Increasing consumer awareness
Increasingly, consumer awareness and the multiple health benefits offered by such farming practices has led to a spike in BCI demand from brands in last 2-3 years. Arvind alone has seen its BCI cotton demand grow two to three fold in the past 4 years. Moreover, there is far more awareness now on how cotton is grown, its negative impacts and water usage. "There is a lot of data and research by scientists and government agencies on water usage, chemical and pesticide usage in the soil in the cotton fields. This momentum of data knowledge which is building up is reaching the consumer level also. They strongly believe that the negative interventions of cotton farming can be minimised," says Bansal.
Regarding organic farming, however, the company did experience a bit of a downturn in between. "The challenge has been felt more on the organic cotton side specifically because of rapid spread of BT cotton which is genetically modified cotton while in organic, we cannot use genetically modified cotton. We have to use the desi Indian varieties of cotton seeds. So getting hold of good cotton seeds has been a challenge because the development focus was on the BT cotton seeds' development," adds Bansal.

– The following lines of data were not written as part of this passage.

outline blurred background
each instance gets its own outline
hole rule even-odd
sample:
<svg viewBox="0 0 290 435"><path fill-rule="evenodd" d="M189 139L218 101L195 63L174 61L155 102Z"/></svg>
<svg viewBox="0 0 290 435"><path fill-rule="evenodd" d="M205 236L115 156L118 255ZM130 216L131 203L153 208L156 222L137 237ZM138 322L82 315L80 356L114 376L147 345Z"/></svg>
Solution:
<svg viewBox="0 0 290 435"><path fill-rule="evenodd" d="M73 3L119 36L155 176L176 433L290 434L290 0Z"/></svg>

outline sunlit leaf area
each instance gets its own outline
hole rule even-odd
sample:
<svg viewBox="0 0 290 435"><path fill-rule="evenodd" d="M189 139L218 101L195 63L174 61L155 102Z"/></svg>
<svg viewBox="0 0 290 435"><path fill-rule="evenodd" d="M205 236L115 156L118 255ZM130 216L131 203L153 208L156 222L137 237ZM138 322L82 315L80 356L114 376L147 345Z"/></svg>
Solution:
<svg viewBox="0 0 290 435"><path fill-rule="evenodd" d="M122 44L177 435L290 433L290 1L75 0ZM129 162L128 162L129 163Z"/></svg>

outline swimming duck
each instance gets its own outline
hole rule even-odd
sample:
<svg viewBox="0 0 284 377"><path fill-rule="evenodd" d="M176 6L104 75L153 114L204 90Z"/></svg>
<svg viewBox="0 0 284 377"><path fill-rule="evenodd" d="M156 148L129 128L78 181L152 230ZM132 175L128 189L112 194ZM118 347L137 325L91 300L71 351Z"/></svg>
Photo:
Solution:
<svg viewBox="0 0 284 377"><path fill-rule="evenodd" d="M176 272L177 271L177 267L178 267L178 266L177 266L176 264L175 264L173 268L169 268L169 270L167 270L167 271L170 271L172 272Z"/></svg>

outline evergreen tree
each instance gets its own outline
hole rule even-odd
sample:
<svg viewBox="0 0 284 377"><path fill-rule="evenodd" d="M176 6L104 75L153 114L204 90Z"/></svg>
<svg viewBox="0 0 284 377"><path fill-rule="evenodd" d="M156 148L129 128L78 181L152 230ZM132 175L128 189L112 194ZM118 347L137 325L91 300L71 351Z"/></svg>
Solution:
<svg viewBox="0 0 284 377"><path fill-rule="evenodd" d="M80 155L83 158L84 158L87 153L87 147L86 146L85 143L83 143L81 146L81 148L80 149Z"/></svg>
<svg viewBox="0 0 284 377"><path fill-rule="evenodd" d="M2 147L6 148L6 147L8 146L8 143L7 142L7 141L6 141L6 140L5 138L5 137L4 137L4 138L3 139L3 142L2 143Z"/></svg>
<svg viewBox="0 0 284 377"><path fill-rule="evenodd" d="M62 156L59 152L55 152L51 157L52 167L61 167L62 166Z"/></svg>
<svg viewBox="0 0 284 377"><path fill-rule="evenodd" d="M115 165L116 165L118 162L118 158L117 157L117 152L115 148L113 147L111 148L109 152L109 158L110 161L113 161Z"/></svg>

The last 2-3 years though have seen the focus back on the development of seeds by private agencies as well as government institutes and their organic portfolio has started looking up again.
Over the next 4-5 years, Arvind has plans to ramp up the area under cotton cultivation to 400,000 acres of BCI as well as organic farming. The company is also looking at more projects and new cotton sourcing regions in the times to come. "We engage local ngos who are already established in the region to work with farmers on BCI principles and practices and help them with technical knowhow and purchase of the cotton," says Bansal. Ranjit is quick to jump in talking about how they keep aside 40 kilos per day of one of their village land's produce to feed the birds. "Output of that particular land only goes for birds. This is to maintain bio-diversity. By tradition, if a lot of birds come to your field, they will eat up the insects and pests that can harm crops. It is a great practice," he says.